You might be well-versed when it comes to PR in your local country; you know which publications to target with which story and have already built relationships with a number of local journalists, but when it comes to gaining coverage internationally, it might take a little something extra for you to grab their interest and secure that op-ed, comment, or interview.
Here are some tips on how to develop an international PR strategy:
1. Know your target
Whether you’re targeting the US, Germany, France, or China, you need to familiarise yourself with the media in that country: look into which publications are most popular and most read, as well as which publications target the audiences you want to hit. For example, if you have a professor who can comment on Chinese students travelling to study abroad, you need to make sure you target a publication that would be interested in this.
2. Build relationships
If you want your client to gain exposure in another country, then try to build relationships with local journalists. Select target media from your chosen country, familiarise yourself with its content and readership, and research into which journalists work for those publications. Then provide them with consistently relevant content for their outlet. If you continue to do this, you can build a rapport with international journalists and prove to them that you are a reliable source for content and spokespeople. This increases the chances of them approaching you for content in the future.
At the heart of media relations in China is the concept of Guanxi – building a relationship. This involves devoting time to nurture important relationships. What sets Guanxi apart from the types of networks we are used to in the West is the strong sense of obligation inherent within it. Favours are always returned, possibly in the short term, possibly much, much later on, but the initial act is never forgotten.
3. Use comparisons that resonate
How would you best describe your institution to a US market that is likely to be unfamiliar with leading universities and business schools beyond Oxford, Cambridge, or UCL? You might want to start with a description of your institution comparing them with a major local player. Perhaps your school can be described as the ‘MIT of Europe.’ But remember, if you claim this, you have to back it up in your pitch. Really demonstrate to your target market that your client’s faculty are world-class academics with important, relevant, and interesting research or opinions.

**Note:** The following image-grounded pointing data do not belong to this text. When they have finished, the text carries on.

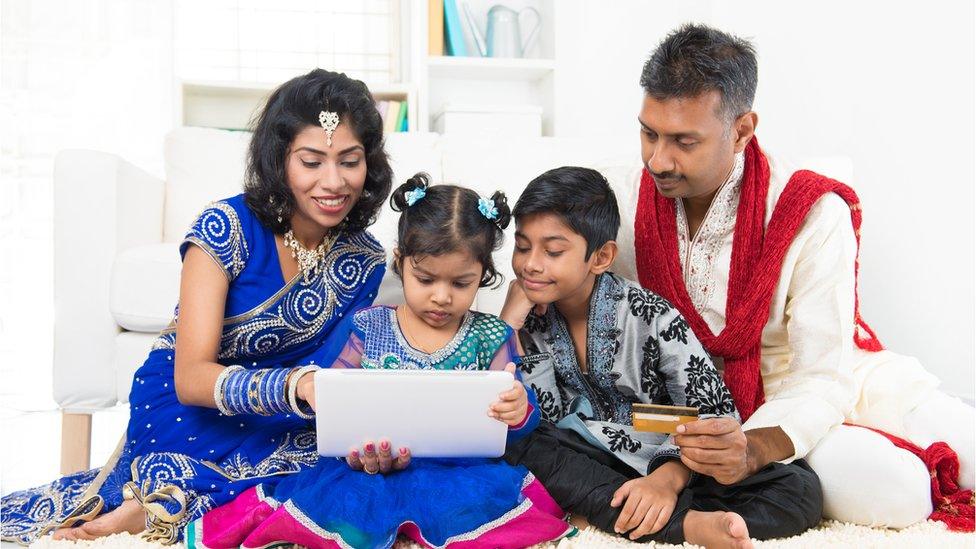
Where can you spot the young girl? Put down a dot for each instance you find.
(446, 238)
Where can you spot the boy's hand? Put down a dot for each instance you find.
(512, 405)
(517, 306)
(649, 500)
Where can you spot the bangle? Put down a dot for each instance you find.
(219, 388)
(259, 392)
(304, 412)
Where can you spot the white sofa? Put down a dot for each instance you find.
(117, 230)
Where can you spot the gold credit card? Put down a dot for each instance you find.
(658, 418)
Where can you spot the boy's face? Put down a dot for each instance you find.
(550, 258)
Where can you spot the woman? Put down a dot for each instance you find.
(220, 403)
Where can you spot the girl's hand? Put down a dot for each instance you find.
(369, 461)
(306, 388)
(512, 405)
(517, 306)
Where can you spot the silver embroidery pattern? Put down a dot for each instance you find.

4. Current and relevant developments
There’s no point pitching a professor’s views on the UK political system to a China-focused outlet. Unless they are catering for an audience interested in UK politics, they probably won’t care. You need to ensure that your story or pitch is current and relevant to your target country.
For example, perhaps you want to target US media with research on negotiations which used German politicians. This might not resonate with a US audience, however, if the researcher can generalise the findings to comment on negotiations in US politics then you may have a much greater chance of success. After all, the entire world has their eyes on the US election and expert insight into US politics, especially a certain Mr. Trump, would be of global interest.
5. Global issues
Another way to ensure a story is relevant is to tap into current global issues and any developments as they happen.
Unless you have been living on another planet, you’re fully aware the entire world has been in the grips of a global health crisis: COVID-19. This pandemic has impacted a whole host of sectors which changes constantly, and universities are full-to-the-brim with faculty that can provide expert comment on these impacts: How the pandemic has affected global supply chains, the impact of travel restrictions on international education, or the psychology of panic-buying. There is no shortage of areas affected by the pandemic or experts you have access to that can comment on them.
Another constantly developing topic which effects the entire world, is global warming and environmentalism. The impact humans are having on the planet – rising temperatures, increased wildfires, air pollution, wildlife recovering after diminished human activity during the pandemic – these are areas which media are interested in internationally as it affects everyone.
6. Use inspirational role models
International students, alumni, and faculty are ideal spokespeople to demonstrate a connection with your target media market. For example, if you want to gain coverage through a US publication, then you can do this through using the experiences of American students at your institution, whether that’s in France, Kazakhstan, or Germany. Alternatively, you could also use professors teaching at your institution that are originally from your target country: a French professor teaching at a school in the UK could be a great spokesperson for a story on how UK higher education differs to French higher education in a French outlet.
7. Demonstrate the global appeal of your research
Research is one of the many ways to secure coverage for a higher education institution in the media. However, publications won’t be much interested if the research isn’t relevant to their country. For example, a Chinese publication isn’t going to be interested in research which finds science imagery is biased towards representing men as scientists in European countries. If you want research like this to appeal internationally then you need to emphasise how this can be applied to your target country. Is the professor able to comment on the application of these findings to gender bias in Asia or China specifically?